Malgré les préjugés et les critiques, elle a embrassé le Taekwondo, non pas pour se battre, mais pour grandir en tant qu’individu. Personnellement dit-elle le taekwondo l’aide sur le plan mental que physique et d’avoir confiance en elle. Il y a des choses que avant je ne pensais pas le faire « le fait de progresser dans les grades et surmonter les défis techniques procurent en moi un sentiment de fierté en renforçant la croyance en mes capacités personnelles ». Du dehors on peut dire de mal du taekwondo mais sur le terrain c’est autre chose, car on enseigne les valeurs fondamentales telles que le respect de l’autre, l’humilité, la courtoisie. Ces principes ont forgé un caractère et un équilibre en moi. La pratique de cet art martial m’aide dans la gestion du stress « le taekwondo m’encourage à garder mon calme et contrôler mes émotions, même dans des situations de pression ». Dans la vie il y a des situations où les tensions peuvent rapidement dégénérer à des conflits physiques ou émotionnels. Justine se souvient d’un incident personnel qui lui a permis de prendre conscience de l’impact profond que le taekwondo a sur sa vie. « Un jour, un ami du quartier et moi nous sommes retrouvés à deux doigts de nous battre. La tension était palpable et il n’a fallu qu’un petit geste pour que la situation explose. Mais, contre toute attente, j’ai réussi à me maitriser. Je n’ai pas cédé à la colère, ni à l’impulsion du moment. En réfléchissant après, je me suis rendu compte que c’était grâce à l’enseignement que j’avais reçu au dojo.  Le taekwondo ne m’a pas seulement appris des techniques de défense, mais aussi une philosophie de vie, fondée sur la maitrise de soi et la gestion des émotions ».

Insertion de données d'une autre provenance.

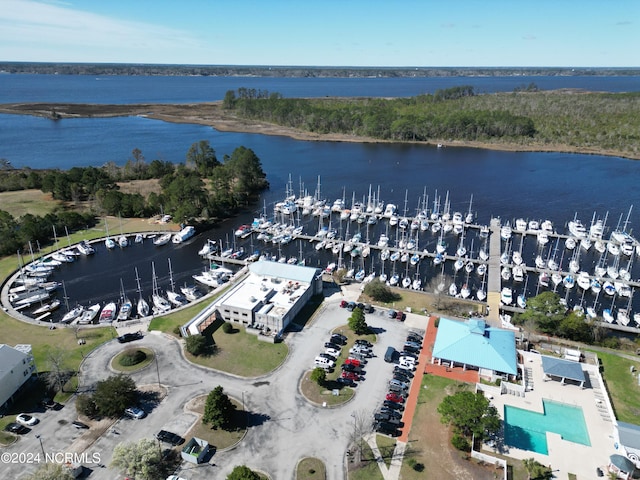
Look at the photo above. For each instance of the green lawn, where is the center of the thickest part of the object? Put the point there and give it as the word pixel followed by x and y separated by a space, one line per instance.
pixel 242 354
pixel 311 469
pixel 622 385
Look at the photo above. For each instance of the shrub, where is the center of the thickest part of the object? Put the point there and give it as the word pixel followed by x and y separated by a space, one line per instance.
pixel 460 442
pixel 132 357
pixel 196 344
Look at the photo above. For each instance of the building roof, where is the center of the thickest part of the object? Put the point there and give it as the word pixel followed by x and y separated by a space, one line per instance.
pixel 296 273
pixel 475 343
pixel 558 367
pixel 629 435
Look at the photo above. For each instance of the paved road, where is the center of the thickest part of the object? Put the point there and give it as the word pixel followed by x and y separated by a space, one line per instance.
pixel 284 426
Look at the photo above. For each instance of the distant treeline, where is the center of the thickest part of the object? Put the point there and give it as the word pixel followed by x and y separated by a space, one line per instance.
pixel 201 189
pixel 603 122
pixel 421 118
pixel 299 71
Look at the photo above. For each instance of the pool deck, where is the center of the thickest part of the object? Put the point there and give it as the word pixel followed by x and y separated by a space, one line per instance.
pixel 566 457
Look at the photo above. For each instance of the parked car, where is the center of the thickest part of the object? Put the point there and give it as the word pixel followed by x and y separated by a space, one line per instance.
pixel 391 412
pixel 26 419
pixel 16 428
pixel 332 351
pixel 338 339
pixel 353 361
pixel 403 371
pixel 350 376
pixel 327 356
pixel 169 437
pixel 134 412
pixel 393 405
pixel 386 428
pixel 394 397
pixel 130 337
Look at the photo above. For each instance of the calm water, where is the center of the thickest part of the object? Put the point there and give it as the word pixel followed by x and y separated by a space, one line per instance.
pixel 504 184
pixel 140 89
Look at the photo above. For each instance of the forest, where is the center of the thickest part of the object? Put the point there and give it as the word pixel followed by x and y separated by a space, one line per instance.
pixel 201 189
pixel 578 121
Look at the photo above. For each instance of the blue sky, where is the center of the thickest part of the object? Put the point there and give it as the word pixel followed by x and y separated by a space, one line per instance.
pixel 571 33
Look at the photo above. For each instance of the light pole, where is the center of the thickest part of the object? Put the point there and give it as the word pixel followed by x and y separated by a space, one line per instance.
pixel 41 446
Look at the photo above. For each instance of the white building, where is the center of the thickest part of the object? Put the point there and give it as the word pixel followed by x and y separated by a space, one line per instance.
pixel 16 368
pixel 268 298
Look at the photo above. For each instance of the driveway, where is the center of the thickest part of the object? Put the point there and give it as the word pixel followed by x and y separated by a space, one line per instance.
pixel 284 427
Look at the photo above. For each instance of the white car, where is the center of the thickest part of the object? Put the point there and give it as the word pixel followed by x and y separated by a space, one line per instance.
pixel 26 419
pixel 333 352
pixel 134 412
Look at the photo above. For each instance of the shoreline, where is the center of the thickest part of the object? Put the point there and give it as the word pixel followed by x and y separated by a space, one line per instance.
pixel 211 114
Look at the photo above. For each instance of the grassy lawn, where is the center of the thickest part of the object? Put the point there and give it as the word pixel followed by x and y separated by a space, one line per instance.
pixel 115 362
pixel 242 354
pixel 220 439
pixel 311 469
pixel 622 385
pixel 367 469
pixel 319 395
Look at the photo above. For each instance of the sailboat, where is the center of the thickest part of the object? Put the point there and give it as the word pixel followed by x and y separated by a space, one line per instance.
pixel 174 297
pixel 125 305
pixel 143 306
pixel 160 304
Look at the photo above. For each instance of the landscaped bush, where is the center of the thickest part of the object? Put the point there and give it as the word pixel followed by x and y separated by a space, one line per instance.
pixel 132 357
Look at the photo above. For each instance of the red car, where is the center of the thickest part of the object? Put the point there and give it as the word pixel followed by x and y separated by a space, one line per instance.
pixel 350 376
pixel 394 397
pixel 353 361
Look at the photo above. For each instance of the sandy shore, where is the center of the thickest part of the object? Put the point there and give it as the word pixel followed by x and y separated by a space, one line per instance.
pixel 213 115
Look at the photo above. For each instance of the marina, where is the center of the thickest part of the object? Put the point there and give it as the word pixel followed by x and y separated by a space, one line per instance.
pixel 438 249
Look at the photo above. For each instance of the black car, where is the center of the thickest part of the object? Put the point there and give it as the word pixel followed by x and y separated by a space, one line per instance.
pixel 391 413
pixel 386 428
pixel 348 367
pixel 130 337
pixel 79 425
pixel 327 356
pixel 393 405
pixel 402 371
pixel 14 427
pixel 332 345
pixel 338 339
pixel 169 437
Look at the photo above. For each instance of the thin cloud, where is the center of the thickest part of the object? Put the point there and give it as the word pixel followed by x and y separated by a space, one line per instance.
pixel 56 26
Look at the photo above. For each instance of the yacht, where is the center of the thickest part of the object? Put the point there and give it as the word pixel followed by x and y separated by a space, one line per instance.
pixel 185 234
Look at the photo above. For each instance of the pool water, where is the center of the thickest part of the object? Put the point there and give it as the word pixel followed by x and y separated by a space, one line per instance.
pixel 527 430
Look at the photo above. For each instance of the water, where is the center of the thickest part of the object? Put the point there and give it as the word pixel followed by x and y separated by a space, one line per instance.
pixel 174 89
pixel 527 430
pixel 555 186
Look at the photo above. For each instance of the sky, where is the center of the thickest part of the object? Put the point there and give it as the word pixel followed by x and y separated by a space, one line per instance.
pixel 392 33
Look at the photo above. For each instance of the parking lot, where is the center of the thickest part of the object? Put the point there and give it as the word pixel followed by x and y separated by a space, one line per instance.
pixel 284 426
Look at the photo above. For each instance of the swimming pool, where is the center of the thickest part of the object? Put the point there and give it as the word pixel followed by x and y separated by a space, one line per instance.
pixel 527 430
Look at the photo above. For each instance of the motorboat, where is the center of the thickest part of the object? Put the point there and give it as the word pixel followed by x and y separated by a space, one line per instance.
pixel 108 313
pixel 72 314
pixel 90 314
pixel 185 234
pixel 506 296
pixel 162 239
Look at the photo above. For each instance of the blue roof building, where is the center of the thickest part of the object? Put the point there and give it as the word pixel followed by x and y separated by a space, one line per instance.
pixel 474 344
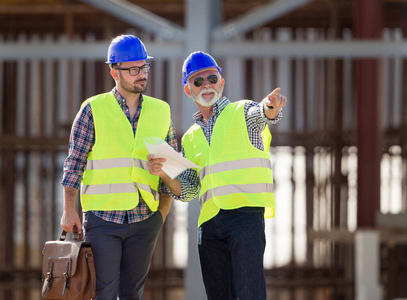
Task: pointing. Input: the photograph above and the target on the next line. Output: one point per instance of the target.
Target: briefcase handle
(62, 237)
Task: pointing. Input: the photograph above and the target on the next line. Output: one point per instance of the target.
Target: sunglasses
(200, 80)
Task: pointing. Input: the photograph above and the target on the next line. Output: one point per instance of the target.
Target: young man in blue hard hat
(230, 142)
(124, 205)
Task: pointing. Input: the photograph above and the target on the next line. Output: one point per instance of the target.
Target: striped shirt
(81, 141)
(256, 121)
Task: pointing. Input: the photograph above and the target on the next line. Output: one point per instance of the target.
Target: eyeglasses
(136, 70)
(200, 80)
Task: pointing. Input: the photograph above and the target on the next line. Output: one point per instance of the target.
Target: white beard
(207, 102)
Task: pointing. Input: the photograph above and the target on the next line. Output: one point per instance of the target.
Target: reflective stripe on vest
(121, 162)
(241, 188)
(235, 165)
(116, 188)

Tout pratiquant où pratiquante de taekwondo ne provoque pas. Elle explique que tout ce qu’on lui enseigne au dojo reste dans le cadre sportif ; en dehors, elle adopte un autre comportement et joue le rôle de femme au foyer avec dévouement. Justine insiste sur le fait que l’amour est primordial dans sa vie de couple.

Après 11 ans de mariage heureux, elle souligne que leur union est renforcée par la confiance et le respect mutuel. « A la maison il y a un climat de sécurité où chacun se sent libre de s’exprimer et  quand je passe du temps avec les autres à l’entrainement il respecte ce que je fais. Il m’écoute et prend en compte mes opinions ».

Justine  affirme qu’elle ne frappe pas son mari valorisant ainsi une relation fondée sur l’amour. En parallèle, sa fille a également embrassé le taekwondo  intégrant les valeurs de discipline et de respect que la mère transmet. La famille est unie par cette passion commune et chacun trouve dans cette pratique une source de joie et d’épanouissement.

Le taekwondo ne définit pas seulement leur manière de se battre mais aussi leur manière d’aimer et de vivre ensemble.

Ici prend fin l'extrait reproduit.